Extended Data Fig. 3 Analysis of SF and exercise in Ldlr−/− mice without CH.

a. Experimental setup. b. Plasma levels of IL-1β and IL-6 at the time of euthanasia (n = 5, 4 sed; 6, 3 SF; 6, 5 exercise mice). c. Blood counts of Ly6Chi monocytes and neutrophils at the time of euthanasia (all n = 6 mice). Schematics in panels ac created in BioRender; McAlpine, C. https://biorender.com/1rt7rau (2026). d. Atherosclerotic lesion area and volume as determined by Oil-red-O positive area of sequential aortic root sections (all n = 6). One representative image is shown per group. e. Proportion of necrotic core as measured by Masson’s Trichrome Staining (n = 5 sed, 6 SF, 6 exercise mice). One representative image is shown per group. f. Immunofluorescence staining and quantification of atherosclerotic plaques according to lifestyle after 16 weeks of high cholesterol diet. Sections were stained for IL-1β, AIM2, and NLRP3, with Mac-2 as a counterstain to identify macrophages (all n = 6 mice). Representative images are shown for each condition. g. Proportion of lesion macrophages (right) that express Clec4e as determined by immunofluorescence (all n = 6 mice). All scale bars are 400 µm. Two-sided statistics. Data are mean  ±  s.e.m; ns = not significant, * p < 0.05, ** p < 0.01,**** p < 0.0001. d: p-values were derived from a 2-way ANOVA, followed by a Tukey’s multiple comparison test; all other p-values were obtained from independent, two-tailed, Welch’s t-tests (for parametric data) or Mann–Whitney U tests (for non-parametric data).

Source data

Extended Data Fig. 4 Bone marrow progenitor analysis in CH mice exposed to SF or exercise.

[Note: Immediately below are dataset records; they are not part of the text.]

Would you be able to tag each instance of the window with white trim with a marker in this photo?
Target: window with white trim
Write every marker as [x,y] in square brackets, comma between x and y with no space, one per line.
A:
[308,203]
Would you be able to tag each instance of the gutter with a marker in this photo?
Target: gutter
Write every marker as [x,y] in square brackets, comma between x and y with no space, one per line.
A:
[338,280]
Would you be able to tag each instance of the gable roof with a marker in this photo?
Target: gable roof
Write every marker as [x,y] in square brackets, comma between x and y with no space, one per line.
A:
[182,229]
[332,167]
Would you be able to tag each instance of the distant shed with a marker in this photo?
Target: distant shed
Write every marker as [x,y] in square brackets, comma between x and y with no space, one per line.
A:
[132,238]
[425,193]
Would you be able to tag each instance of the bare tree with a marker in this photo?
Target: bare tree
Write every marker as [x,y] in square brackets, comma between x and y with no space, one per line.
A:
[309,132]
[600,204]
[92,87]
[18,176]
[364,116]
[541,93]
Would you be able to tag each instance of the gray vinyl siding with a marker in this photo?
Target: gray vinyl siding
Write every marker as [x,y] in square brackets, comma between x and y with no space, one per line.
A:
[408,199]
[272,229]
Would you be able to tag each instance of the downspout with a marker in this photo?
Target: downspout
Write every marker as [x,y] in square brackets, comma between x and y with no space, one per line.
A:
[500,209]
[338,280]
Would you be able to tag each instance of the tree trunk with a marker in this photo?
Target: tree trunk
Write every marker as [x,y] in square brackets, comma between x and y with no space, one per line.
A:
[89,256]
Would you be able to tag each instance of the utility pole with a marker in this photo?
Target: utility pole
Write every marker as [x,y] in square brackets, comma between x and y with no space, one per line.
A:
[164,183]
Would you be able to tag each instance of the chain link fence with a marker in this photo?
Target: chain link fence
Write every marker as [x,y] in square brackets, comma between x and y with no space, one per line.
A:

a. Flow cytometry gating strategy to identify CD45.2 mutant or control and CD45.1 wild-type progenitor populations in bone marrow. be. Cell counts of CD45.2 mutant or CD45.1 wild-type LSKs, CMPs, GMPs, and MDPs in Ldlr−/−Jak2V617FBM (b), Ldlr−/−Tet2−/−BM (c), Ldlr−/−p53−/−BM (d), and Ldlr−/−Dnmt3AR878HBM (e) mice. Proliferation of cell populations, quantified by the proportion of ki67-positive cells using flow cytometry. n = 3-5 wt, 6-7 sed, 8-10 SF, 5-6 exercise. (b), 5-6 wt, 6-7 sed, 6-7 SF, 6 exercise (c), 3-4 wt, 8-9 sed, 9-10 SF, 7-8 exercise (d), and 5-7 sed, 5-7 SF, 4-5 exercise (e). BM levels of IL-6 at time of euthanasia (n = 4, 4, 4 wt; 5, 4, 7 sed; 5, 4, 9 SF and 6, 4, 6 exercise for Ldlr−/−Jak2V617FBM, Ldlr−/−Tet2−/−BM and Ldlr−/−p53−/−BM mice, respectively). Two-sided statistics. Data are mean  ±  s.e.m; ns = not significant, * p < 0.05, ** p < 0.01. P-values were obtained from independent, two-tailed, Welch’s t-tests (for parametric data) or Mann–Whitney U tests (for non-parametric data). Schematics in panels ae created in BioRender; McAlpine, C. https://biorender.com/1rt7rau (2026).

Source data

Extended Data Fig. 5 Extended mechanistic analysis linking sleep and exercise to BM clonal dynamics.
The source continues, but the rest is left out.